Rouler des pelles au néant de et avec Lucas Hérault, collaboration artistique de Nadia Vadori-Gauthier
Rouler des pelles au néant, de et avec Lucas Hérault, collaboration artistique de Nadia Vadori-Gauthier
«Ce qu’il y a de beau dans le monde, dit ce jeune auteur-acteur, est la différence de points de vue. Le problème : on peut s’enfermer dans une pensée unique, binaire et déconnectée de nos corps. On en viendrait à avoir peur de vivre et de penser par nous-mêmes. La connexion au corps et à la pensée nous permet de dire «non» à ces injonctions, pour nous relier à la puissance de nos vies. »

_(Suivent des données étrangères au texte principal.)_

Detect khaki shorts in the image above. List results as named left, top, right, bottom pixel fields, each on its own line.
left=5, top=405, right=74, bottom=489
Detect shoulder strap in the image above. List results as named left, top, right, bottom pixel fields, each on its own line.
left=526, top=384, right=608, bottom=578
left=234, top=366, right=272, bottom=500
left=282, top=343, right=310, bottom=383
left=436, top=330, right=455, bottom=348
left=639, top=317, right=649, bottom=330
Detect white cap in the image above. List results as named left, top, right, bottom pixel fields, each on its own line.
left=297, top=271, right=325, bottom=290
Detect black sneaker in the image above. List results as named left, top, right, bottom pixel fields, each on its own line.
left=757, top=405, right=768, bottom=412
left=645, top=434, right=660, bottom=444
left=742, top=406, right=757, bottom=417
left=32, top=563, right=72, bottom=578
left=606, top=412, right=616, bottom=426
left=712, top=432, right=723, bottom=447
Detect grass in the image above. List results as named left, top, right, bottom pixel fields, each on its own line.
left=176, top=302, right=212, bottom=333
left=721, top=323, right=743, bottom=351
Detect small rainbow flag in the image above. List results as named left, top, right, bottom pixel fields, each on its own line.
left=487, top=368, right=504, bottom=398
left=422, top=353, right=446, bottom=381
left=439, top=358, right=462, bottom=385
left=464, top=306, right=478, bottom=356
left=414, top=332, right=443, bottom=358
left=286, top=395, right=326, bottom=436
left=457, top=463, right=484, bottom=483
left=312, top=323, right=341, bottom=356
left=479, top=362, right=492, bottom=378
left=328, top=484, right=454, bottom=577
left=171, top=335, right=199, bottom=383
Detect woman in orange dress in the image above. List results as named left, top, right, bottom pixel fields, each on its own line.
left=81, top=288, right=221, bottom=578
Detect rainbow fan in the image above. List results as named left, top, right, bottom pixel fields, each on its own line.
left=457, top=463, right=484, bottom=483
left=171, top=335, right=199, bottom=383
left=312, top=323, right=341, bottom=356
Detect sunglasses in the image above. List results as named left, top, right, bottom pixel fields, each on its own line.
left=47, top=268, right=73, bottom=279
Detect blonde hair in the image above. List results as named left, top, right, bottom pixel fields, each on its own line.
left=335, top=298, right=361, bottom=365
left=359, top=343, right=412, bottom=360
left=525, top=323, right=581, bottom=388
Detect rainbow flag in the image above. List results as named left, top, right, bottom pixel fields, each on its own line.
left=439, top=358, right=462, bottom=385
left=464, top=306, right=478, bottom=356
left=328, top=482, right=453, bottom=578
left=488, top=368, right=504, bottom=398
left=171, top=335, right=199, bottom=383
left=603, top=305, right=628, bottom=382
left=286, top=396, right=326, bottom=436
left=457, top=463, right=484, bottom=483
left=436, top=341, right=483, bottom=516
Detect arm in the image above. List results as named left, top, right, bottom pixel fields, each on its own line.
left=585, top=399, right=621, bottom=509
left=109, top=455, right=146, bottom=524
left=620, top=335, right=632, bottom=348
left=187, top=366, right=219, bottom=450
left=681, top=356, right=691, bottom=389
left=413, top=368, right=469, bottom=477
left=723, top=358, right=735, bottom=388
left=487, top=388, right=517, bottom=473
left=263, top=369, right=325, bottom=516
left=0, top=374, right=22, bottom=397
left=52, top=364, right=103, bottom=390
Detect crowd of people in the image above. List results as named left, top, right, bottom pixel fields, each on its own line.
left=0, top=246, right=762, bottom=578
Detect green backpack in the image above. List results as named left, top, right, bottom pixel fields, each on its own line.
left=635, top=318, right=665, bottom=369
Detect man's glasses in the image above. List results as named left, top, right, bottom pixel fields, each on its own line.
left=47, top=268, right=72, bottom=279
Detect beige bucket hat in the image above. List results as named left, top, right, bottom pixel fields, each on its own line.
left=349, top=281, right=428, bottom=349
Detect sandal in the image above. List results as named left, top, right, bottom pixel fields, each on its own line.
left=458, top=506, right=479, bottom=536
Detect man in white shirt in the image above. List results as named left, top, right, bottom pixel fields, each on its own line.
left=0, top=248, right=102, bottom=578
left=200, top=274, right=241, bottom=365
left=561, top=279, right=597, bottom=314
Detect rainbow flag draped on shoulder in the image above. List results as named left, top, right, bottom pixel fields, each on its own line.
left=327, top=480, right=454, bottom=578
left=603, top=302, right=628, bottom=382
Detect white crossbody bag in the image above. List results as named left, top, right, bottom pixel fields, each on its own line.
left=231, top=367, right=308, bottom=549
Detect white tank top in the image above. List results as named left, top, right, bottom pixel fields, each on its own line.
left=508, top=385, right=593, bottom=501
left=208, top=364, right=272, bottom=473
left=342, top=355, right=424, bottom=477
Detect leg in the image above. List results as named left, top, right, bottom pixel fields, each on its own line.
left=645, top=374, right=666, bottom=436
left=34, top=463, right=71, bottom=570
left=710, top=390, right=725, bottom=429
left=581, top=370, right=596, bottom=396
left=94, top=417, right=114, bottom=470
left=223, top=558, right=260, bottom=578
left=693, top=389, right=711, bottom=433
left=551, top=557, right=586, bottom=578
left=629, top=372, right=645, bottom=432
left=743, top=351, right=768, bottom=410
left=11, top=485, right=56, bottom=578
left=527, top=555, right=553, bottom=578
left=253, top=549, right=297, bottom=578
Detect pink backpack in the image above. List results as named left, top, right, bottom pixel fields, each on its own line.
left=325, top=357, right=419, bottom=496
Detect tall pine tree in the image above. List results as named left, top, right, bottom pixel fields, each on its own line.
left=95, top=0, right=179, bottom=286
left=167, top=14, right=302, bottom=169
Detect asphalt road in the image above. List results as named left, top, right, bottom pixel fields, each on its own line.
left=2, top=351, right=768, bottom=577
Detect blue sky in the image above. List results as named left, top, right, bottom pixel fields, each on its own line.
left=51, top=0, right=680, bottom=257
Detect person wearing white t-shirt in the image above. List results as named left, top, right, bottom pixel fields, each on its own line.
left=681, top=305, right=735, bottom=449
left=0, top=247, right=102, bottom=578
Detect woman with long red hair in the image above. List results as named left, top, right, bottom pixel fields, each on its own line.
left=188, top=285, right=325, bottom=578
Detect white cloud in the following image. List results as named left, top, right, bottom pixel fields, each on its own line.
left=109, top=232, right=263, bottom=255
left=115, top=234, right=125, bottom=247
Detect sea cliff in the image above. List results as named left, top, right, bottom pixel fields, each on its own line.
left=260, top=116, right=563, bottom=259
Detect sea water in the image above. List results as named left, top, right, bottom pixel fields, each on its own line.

Sur le petit plateau nu, trois chaises de bistrot en bois; dans le fond, une peluche de gros chat noir qu’il confiera par deux fois à un spectatrice au premier rang. Et soigneusement pliés, des pulls ou gilets souvent curieux de forme et de couleurs qu’il enfilera au fur et à mesure. En une heure pile, Lucas Hérault, seul en scène, réussit à créer des personnages mais aussi un univers à la fois physique et mental des plus étonnants fondé sur une remarquable gestuelle avec juste quelques gromelots et phrases déjantées du type: «Je suis complètement beau. » « Ce qui compte, c’est la matière ». « Si tu n’as pas un bon bois, tu as un meuble de merde. «Moi, ce que j’aime, c’est les belles lignes. » Et cette absurde injonction : « Rouler des pelles au néant » une courte phrase qui a donné son titre à ce spectacle hors-normes. Il y a ainsi entre autres un dialogue muet avec deux personnages assis Louis et Natacha ou il incarne en quelques minutes un garçon de café qui n’arrête pas de virevolter entre les tables, son plateau ( invisible) à la main. Ou un beau jeune homme séducteur dans un bal. Ou encore une jeune femme….Toujours sans autres accessoires ou partenaires que ces trois chaises en bois.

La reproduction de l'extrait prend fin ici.